In every house I was offered brandy, and the women appeared to be much less shy than they are in other parts of Syria. It may easily be supposed that many of these Jews are discontented with their lot. Led by the stories of the missionaries to conceive the most exalted ideas of the land of promise, as they still call it, several of them have absconded from their parents, to beg their way to Palestine, but no sooner do they arrive in one or other of the four holy cities, than they find by the aspect of all around them, that they have been deceived. A few find their way back to their native country, but the greater number remain, and look forward to the inestimable advantage of having their bones laid in the holy land. The cemetery of the Jews of Tiberias is on the declivity of the mountain, about half an hour from the town; where the tombs of their most renowed persons are visited much in the same manner as are the sepulchres of Mussulman saints. I was informed that a great Rabbin lay buried there, with fourteen thousand of his scholars around him.

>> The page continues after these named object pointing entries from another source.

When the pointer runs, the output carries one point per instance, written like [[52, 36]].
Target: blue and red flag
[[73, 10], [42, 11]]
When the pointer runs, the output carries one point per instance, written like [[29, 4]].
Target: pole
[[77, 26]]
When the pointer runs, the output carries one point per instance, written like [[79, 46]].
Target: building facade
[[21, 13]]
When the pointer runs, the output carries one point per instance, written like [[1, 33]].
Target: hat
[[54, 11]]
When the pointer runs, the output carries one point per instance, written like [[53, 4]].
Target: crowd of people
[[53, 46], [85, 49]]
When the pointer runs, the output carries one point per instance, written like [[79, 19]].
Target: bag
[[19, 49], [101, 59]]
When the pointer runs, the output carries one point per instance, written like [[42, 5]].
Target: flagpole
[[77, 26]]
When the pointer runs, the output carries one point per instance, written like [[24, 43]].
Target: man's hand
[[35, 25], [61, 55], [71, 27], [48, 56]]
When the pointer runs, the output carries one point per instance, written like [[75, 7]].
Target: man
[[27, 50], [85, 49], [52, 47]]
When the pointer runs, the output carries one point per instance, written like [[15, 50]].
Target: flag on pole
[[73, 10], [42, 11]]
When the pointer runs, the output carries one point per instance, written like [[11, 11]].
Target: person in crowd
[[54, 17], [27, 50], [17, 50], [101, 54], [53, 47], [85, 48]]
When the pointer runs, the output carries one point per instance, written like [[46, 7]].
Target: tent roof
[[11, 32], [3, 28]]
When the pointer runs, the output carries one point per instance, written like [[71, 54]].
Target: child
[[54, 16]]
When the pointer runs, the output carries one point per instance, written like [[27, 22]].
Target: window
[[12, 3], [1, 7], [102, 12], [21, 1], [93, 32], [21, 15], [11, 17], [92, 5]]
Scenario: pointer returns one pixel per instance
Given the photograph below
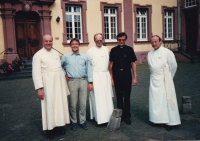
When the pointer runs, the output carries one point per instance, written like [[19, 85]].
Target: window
[[190, 3], [111, 21], [73, 22], [110, 24], [168, 22], [141, 23], [143, 28]]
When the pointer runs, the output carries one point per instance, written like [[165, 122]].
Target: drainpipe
[[179, 27]]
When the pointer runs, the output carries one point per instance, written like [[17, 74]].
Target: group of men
[[58, 82]]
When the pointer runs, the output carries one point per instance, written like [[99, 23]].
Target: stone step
[[11, 77], [26, 72]]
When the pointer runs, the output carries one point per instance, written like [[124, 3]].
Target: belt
[[123, 69]]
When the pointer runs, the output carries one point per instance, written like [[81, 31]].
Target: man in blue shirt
[[75, 66]]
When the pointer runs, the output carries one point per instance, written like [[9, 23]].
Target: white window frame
[[142, 16], [73, 14], [190, 3], [110, 15], [168, 17]]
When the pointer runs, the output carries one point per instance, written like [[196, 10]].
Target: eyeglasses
[[121, 40], [97, 41]]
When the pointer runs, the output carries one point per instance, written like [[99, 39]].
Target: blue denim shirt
[[76, 65]]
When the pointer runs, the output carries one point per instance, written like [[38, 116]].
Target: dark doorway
[[27, 33], [191, 20]]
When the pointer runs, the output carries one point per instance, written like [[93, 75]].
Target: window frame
[[149, 23], [72, 14], [118, 7], [83, 6], [109, 15], [175, 22]]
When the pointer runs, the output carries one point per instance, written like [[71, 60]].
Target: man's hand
[[67, 77], [135, 81], [40, 94], [90, 87], [112, 82]]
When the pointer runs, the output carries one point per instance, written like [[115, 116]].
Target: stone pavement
[[20, 113]]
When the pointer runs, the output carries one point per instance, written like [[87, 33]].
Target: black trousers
[[123, 85]]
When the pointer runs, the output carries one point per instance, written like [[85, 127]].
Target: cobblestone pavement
[[20, 113]]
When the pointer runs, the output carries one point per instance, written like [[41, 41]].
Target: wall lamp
[[58, 19]]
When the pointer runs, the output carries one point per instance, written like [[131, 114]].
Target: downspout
[[179, 27]]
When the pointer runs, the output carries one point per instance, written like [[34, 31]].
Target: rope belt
[[51, 70], [167, 78]]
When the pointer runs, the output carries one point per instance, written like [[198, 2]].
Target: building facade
[[24, 22]]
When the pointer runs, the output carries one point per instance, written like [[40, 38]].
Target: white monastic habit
[[48, 74], [163, 106], [101, 103]]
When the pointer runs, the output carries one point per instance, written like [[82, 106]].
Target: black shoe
[[50, 134], [61, 130], [168, 127], [84, 126], [127, 121], [73, 126]]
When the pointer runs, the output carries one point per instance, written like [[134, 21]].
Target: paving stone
[[20, 112]]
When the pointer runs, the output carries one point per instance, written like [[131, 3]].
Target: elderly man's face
[[155, 42], [98, 40], [47, 42]]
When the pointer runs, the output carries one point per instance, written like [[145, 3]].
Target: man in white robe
[[163, 108], [100, 98], [50, 84]]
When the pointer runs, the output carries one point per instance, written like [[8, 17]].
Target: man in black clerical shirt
[[122, 60]]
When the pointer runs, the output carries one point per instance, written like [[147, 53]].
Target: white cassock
[[48, 74], [163, 106], [101, 103]]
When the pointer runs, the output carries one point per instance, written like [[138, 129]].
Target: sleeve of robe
[[172, 63], [36, 72], [63, 64], [89, 67]]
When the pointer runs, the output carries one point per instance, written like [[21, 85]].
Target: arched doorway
[[27, 29]]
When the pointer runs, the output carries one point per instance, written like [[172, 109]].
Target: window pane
[[73, 22], [110, 23]]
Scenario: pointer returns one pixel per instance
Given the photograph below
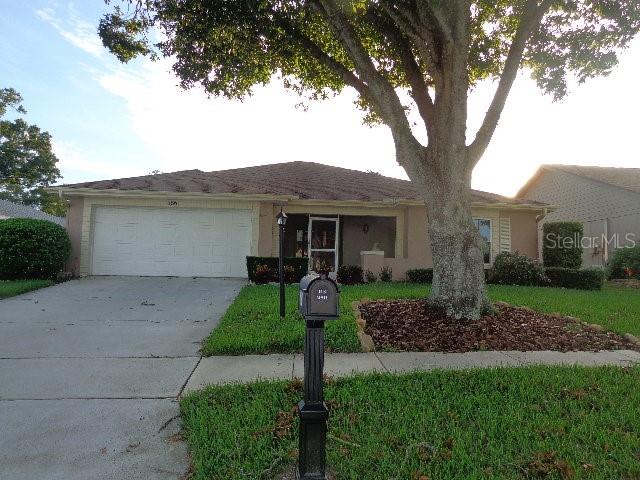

The ancient town of Tiberias does not seem to have occupied any part of the present limits of Tabaria, but was probably situated at a short distance farther to the south, near the borders of the lake. Its ruins begin at about five minutes walk from the wall of the present town, on the road to the hot-wells. The only remains of antiquity are a few columns, heaps of stones, and some half ruined walls and foundations of houses. On the sea-side, close to the water, are the ruins of a long thick wall or mole, with a few columns of gray granite, lying in the sea. About mid-way between the town and the hot-wells, in the midst of the plain, I saw seven columns, of which two only are standing upright; and there may probably be more lying on the ground, hid among the high

[p.329] grass with which the plain is covered; they are of gray granite, about twelve or fourteen feet long, and fifteen inches in diameter; at a short distance from them is the fragment of a beautiful column of red Egyptian granite, of more than two feet in diameter. These ruins stretch along the sea-shore, as far as the hot springs, and extend to about three hundred yards inland. The springs are at thirty-five minutes from the modern town, and twenty paces from the water’s edge; they were probably very near the gate of the ancient town. No vestiges of buildings of any size are visible here; nothing being seen but the ruins of small arched buildings, and heaps of stone.